Submariner from HMS Taku making an addition to the ship's Jolly Roger, c. 1940-1944.
I recently learned that the Royal Navy has a tradition of carrying Jolly Roger flags on submarines that dates back to the start of the 20th century.
When submarines were first adopted by several European navies, the First Sea Lord (head of the Navy) Admiral Sir Arthur Wilson commented that in his opinion, submarines were "underhanded, unfair, and damned un-English", and any captured enemy submariners should be hung as pirates.
In the early months of WWI, after the British submarine HMS E9 successfully torpedoed a German cruiser, the submarine's commander Max Horton remembered those comments and had his signaller make a Jolly Roger that the submarine flew as it came into port.
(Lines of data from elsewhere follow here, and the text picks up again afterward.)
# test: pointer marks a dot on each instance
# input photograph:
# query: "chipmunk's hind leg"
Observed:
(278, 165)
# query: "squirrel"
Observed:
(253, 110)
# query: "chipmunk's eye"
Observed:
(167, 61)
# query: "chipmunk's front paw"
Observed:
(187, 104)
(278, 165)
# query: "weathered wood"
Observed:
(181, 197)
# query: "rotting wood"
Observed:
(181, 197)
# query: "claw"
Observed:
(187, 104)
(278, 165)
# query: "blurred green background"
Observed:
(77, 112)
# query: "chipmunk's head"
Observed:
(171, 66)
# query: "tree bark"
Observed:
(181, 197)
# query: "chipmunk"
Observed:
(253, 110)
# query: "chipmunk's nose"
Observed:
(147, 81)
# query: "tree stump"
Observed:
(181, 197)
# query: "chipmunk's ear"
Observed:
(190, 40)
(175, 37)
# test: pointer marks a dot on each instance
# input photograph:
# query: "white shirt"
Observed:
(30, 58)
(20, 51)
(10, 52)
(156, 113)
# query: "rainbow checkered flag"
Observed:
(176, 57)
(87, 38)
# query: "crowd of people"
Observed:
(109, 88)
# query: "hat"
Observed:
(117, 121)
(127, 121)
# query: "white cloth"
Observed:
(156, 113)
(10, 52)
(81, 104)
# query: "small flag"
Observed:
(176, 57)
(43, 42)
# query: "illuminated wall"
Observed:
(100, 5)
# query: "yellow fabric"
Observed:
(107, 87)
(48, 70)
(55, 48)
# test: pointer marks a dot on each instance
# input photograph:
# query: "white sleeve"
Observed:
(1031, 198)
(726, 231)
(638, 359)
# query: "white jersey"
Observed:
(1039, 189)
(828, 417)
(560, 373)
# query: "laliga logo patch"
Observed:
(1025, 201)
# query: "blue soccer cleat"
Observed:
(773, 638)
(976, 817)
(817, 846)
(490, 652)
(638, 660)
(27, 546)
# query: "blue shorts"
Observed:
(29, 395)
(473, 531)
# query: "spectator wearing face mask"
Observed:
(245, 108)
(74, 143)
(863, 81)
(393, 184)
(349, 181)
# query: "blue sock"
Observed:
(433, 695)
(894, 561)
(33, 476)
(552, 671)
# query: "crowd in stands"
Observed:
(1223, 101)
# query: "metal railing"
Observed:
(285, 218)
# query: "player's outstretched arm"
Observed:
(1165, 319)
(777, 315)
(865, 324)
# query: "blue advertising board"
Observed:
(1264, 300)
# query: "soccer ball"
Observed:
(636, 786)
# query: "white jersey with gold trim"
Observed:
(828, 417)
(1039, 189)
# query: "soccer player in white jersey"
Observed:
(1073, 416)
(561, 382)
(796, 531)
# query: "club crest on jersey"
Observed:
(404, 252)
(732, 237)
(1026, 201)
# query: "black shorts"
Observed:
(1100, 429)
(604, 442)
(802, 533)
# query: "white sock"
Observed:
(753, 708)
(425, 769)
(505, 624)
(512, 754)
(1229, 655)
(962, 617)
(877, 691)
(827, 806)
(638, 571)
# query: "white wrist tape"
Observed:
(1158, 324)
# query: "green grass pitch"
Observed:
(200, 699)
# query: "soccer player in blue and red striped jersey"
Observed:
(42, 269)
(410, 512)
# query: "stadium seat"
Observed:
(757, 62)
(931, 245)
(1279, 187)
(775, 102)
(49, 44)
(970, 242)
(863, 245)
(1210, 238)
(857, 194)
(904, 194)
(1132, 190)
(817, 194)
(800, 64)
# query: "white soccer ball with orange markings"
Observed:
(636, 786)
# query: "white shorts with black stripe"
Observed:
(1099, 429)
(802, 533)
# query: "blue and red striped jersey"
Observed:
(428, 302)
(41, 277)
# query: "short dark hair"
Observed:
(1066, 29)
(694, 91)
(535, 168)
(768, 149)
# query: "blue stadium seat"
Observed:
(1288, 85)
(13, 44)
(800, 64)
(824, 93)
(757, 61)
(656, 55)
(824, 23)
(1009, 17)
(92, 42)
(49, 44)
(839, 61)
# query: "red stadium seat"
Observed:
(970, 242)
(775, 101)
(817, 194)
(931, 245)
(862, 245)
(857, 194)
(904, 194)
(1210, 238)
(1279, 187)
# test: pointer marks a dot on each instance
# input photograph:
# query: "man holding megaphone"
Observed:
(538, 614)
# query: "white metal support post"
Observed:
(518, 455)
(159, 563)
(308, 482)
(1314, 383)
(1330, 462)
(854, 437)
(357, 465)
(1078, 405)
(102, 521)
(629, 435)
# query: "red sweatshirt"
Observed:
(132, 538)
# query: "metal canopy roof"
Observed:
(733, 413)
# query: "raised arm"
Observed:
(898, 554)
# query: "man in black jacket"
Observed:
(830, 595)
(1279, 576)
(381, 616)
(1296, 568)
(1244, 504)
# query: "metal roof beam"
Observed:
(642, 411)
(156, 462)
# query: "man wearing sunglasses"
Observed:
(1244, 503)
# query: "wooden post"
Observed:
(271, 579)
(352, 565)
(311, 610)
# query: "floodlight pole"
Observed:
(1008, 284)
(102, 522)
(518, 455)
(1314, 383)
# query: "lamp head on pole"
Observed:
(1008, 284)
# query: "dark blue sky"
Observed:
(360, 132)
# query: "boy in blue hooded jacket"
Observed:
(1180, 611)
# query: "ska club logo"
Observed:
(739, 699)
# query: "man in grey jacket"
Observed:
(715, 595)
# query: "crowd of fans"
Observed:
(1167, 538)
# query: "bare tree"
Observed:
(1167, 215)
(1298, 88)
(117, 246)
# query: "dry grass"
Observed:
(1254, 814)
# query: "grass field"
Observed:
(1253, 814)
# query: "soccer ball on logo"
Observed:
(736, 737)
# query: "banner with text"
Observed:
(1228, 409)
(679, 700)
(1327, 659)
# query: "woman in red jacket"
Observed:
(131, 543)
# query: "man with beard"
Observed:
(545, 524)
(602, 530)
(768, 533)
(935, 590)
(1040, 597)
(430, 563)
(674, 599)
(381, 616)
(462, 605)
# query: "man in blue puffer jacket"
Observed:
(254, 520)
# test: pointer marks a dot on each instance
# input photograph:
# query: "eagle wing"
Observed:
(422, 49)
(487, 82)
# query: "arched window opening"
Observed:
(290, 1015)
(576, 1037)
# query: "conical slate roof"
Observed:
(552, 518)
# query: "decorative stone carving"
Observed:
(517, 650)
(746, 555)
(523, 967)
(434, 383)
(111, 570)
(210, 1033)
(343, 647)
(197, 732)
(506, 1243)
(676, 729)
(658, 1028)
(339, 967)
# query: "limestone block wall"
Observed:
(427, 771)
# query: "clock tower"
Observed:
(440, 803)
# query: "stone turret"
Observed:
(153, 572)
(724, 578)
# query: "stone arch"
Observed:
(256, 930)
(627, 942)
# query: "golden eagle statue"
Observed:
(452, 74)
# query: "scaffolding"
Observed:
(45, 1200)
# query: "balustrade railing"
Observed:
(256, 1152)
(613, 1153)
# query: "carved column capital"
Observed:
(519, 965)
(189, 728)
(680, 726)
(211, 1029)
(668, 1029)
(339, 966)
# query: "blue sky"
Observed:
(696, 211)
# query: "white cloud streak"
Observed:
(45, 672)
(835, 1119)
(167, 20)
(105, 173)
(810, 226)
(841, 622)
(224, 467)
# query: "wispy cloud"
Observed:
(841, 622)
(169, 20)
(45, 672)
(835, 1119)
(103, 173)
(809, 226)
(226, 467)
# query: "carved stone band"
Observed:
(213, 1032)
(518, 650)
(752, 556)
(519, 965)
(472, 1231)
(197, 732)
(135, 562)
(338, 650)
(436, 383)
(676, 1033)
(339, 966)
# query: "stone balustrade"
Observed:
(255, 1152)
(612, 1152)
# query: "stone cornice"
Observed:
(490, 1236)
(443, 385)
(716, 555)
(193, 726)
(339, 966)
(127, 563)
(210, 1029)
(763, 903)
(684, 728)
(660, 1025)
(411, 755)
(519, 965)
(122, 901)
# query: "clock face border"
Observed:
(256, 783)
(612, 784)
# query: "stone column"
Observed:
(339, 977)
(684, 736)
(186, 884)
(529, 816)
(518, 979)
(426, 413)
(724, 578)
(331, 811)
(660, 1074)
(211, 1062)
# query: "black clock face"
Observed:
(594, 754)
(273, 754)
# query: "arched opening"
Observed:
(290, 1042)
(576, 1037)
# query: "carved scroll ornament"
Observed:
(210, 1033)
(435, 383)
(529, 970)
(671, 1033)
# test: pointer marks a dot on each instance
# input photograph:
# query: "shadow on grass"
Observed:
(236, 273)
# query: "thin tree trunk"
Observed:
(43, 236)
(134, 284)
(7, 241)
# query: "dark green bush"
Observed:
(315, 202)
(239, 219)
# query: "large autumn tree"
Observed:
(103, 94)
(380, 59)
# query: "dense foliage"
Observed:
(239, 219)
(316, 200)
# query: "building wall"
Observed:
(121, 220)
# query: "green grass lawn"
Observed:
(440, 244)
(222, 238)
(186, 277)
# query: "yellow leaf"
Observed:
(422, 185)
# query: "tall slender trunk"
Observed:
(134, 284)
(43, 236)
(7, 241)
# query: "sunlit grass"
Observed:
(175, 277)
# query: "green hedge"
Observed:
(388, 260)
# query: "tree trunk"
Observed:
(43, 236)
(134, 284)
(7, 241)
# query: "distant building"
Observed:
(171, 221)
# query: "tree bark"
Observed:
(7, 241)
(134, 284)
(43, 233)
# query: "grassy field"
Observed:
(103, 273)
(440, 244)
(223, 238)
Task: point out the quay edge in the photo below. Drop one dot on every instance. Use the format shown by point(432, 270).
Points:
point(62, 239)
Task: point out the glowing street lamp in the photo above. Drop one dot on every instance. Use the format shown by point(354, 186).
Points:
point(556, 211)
Over time other submarines adopted the practice, with the initial idea of having a new flag for each successful patrol replaced by sewing bars onto the flag each time the submarine sunk a ship. This tradition was restarted in WWII and continues today, with some ships acquiring unique symbols on their flags - for example HMS Sickle adding an ace of spades after a torpedo they fired missed its target and hit a cliff in Monte Carlo, the explosion breaking all the windows of a nearby casino; or HMS Proteus having a can opener to commemorate surviving being rammed by an Italian destroyer (the destroyer came off worse).